1966-67 saw us just pip Margate to the First Division championship, and we beat them 6-0 on aggregate in the two-leg Kent Senior Cup final that year. Dover was now in the top level of non-League football, and we held our own in the Premier Division of the Southern League until relegation in 1977-78. We finished third in 1971-72 behind Chelmsford and Hereford, and again the following season behind Kettering and Yeovil,finishing just two points behind the champions. We won the Kent Senior Cup in 1968, 1971, and 1972, and reached the F.A.Cup First Round in 1971-72 (lost at home to Guildford City in a replay). In 1975-76 we again reached the First Round, drawing 3-3 at Third Division Colchester United, and winning the replay 4-1 after extra time on a most memorable Wednesday evening at Crabble. Colchester have the distinction of being the only Football League side to have been beaten by a Dover team in the F.A.Cup. In the Second Round, we played at Southend United (also from the then Third Division) on a Saturday evening, and we were most unlucky to lose 1-4 in front of 7,696 fans.

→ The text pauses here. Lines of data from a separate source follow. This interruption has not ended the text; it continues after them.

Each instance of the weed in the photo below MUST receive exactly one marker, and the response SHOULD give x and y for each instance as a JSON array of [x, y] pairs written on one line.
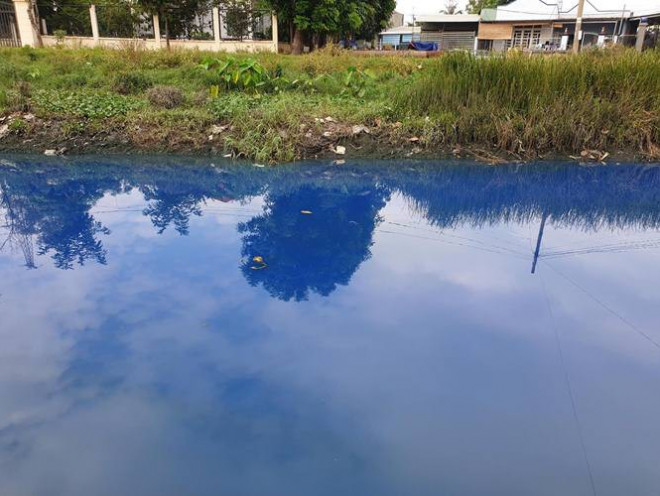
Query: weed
[[85, 105], [131, 83], [167, 97]]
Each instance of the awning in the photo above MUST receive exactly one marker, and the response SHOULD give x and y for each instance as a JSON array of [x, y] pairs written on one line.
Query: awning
[[495, 31]]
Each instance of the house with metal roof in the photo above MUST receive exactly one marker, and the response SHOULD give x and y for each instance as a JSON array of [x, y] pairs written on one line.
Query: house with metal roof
[[541, 25]]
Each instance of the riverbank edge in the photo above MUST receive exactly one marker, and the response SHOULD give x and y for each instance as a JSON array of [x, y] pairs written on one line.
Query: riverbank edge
[[329, 141]]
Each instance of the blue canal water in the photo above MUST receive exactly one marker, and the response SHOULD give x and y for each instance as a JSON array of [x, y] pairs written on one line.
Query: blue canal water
[[172, 327]]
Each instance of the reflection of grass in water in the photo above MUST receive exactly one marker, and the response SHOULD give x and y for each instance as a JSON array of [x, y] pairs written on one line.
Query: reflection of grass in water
[[51, 203]]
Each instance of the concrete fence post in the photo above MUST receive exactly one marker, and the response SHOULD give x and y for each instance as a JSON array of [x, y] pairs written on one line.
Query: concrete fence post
[[641, 34], [276, 33], [95, 23], [157, 30], [216, 27], [24, 22]]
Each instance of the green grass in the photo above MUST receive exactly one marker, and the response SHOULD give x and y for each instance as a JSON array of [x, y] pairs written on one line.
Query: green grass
[[514, 105]]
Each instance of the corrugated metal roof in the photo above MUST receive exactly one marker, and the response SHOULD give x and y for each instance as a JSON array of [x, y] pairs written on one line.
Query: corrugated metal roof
[[448, 18], [597, 9], [402, 30]]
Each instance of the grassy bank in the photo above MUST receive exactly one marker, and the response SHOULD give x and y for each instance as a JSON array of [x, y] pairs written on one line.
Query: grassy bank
[[275, 108]]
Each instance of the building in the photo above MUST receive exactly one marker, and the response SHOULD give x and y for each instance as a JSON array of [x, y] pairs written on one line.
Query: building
[[450, 32], [397, 20], [398, 38], [540, 25]]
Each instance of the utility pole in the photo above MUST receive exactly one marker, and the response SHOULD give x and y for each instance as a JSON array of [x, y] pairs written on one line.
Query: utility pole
[[577, 38], [539, 240]]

Relegation in 1978 saw us down in the First Division (South) and though we won the championship by 15 points, there was no promotion due to reorganisation of the non-League game. We then went slowly downhill until the club was wound up in 1983, owing a lot of money to the Inland Revenue. Dover reached the F.A.Cup First Round in 1981, losing 0-2 to the then Third Division Oxford United at Crabble. The present dressing room complex was opened that year; previously the teams and officials had to use the top floor of the pavilion on the lower ground. The famous 'Northrop Bridge' was therefore made redundant, though it hadn't actually been used for a few years. After referee Charles Northrop had been attacked following a Kent Senior Cup defeat at the hands of Gravesend in 1953, the K.C.F.A. ordered that some way be found to prevent the players and officials having to walk through the crowd to get on and off the pitch. The bridge was the solution to the problem.

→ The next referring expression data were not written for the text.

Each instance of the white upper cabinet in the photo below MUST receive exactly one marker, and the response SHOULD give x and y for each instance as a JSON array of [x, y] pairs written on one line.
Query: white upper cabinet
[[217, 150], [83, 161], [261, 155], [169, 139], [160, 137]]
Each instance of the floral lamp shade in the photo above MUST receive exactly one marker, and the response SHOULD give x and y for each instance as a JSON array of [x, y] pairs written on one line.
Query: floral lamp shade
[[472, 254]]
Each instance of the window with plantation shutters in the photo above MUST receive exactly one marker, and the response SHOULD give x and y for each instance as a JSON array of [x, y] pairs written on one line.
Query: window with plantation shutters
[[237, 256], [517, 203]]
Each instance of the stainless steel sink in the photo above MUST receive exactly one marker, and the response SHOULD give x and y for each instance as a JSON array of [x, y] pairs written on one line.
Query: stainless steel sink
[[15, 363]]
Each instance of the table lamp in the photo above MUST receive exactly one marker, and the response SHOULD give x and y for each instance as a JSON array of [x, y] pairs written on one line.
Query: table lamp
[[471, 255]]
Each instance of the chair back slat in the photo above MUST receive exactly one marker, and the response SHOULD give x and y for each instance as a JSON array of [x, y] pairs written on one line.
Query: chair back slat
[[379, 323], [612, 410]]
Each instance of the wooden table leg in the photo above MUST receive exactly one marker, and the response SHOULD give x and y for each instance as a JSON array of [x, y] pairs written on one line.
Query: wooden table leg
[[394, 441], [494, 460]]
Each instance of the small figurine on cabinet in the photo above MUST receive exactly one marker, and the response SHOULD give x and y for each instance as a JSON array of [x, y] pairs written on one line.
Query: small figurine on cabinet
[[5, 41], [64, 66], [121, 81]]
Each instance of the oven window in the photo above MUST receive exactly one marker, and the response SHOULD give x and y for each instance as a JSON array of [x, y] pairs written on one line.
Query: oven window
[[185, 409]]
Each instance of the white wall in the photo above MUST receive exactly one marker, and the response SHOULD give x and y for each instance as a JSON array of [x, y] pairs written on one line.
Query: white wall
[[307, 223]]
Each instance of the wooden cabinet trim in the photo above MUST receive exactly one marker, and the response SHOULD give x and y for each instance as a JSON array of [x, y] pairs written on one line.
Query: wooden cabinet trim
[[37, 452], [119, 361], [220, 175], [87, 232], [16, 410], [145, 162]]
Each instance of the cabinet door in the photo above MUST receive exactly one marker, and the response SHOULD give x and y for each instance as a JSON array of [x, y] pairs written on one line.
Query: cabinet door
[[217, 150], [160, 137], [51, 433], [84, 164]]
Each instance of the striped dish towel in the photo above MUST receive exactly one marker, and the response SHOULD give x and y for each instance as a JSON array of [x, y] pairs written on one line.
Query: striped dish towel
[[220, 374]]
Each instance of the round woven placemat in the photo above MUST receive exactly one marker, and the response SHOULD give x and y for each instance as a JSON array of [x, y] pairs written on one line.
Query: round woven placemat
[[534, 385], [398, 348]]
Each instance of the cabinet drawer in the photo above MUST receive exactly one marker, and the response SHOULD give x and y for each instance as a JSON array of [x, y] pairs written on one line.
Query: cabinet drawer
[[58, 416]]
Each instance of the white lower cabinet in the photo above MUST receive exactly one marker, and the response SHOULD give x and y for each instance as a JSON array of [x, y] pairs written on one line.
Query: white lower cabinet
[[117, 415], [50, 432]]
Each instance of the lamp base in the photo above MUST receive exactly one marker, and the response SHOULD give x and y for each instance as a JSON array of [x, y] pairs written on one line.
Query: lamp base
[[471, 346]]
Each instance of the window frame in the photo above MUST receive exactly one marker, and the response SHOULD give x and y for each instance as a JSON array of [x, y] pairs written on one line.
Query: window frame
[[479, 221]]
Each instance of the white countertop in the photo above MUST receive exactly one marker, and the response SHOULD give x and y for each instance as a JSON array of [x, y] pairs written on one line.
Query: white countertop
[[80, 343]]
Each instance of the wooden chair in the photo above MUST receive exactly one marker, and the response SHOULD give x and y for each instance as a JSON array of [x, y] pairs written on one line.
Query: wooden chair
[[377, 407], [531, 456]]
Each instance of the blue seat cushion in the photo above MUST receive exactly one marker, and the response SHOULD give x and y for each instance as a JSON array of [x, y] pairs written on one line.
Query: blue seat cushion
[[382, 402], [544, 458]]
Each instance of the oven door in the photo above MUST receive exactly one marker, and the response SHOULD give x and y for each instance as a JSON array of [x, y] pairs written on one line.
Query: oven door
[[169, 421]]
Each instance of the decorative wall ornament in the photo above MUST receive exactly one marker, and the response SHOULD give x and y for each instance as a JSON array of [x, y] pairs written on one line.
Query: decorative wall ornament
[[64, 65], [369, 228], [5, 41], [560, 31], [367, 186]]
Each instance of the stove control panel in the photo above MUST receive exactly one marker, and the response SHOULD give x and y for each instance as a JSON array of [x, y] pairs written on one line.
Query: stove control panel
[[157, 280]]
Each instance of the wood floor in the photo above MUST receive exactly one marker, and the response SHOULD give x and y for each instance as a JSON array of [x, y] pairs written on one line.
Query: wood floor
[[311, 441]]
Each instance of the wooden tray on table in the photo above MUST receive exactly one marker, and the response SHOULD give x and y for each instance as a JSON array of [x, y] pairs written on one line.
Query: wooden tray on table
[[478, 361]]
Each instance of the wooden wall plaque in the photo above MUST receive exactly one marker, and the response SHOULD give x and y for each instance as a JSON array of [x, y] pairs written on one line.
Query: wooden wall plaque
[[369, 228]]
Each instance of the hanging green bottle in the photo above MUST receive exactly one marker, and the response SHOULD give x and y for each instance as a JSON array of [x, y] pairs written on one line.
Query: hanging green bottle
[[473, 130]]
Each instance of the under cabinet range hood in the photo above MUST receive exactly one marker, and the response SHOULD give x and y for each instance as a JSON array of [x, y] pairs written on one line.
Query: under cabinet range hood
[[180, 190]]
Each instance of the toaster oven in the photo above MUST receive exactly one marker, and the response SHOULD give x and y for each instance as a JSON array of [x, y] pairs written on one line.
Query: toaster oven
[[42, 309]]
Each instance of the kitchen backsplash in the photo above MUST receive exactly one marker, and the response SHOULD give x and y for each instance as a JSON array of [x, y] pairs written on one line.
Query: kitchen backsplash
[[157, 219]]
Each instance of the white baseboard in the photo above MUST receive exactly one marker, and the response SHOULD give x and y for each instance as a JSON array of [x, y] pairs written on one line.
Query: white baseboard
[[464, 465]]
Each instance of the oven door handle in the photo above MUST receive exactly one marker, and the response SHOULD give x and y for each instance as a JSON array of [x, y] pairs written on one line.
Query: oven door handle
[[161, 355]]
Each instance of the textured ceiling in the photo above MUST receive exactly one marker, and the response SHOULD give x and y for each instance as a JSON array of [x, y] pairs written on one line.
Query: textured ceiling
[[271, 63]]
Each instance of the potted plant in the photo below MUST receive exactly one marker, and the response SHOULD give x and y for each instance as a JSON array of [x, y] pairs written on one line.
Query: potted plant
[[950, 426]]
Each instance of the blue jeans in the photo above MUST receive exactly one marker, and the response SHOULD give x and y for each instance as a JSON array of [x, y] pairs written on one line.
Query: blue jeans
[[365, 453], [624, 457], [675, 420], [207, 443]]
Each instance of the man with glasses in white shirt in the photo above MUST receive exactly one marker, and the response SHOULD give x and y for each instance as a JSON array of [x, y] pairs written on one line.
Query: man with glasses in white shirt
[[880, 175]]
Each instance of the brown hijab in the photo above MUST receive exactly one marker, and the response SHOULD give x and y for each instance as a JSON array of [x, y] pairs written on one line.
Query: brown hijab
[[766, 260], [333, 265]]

The last match played by Dover F.C. was the Kent Senior Cup final at Gillingham in May 1983. We lost 4-0 to Folkestone, with most of their players having previously played for Dover.
Many famous players have worn the white shirts in the past, but probably the most famous was Peter Broadbent, who went on to play for Brentford, Wolves, and England. Other players who progressed to the Football League were: Barry Rowan(Millwall), Tommy Horsfall(Southend), John O'Mara(Blackburn), Bob Bolder(Liverpool), and Ron Fearon(Reading), among others.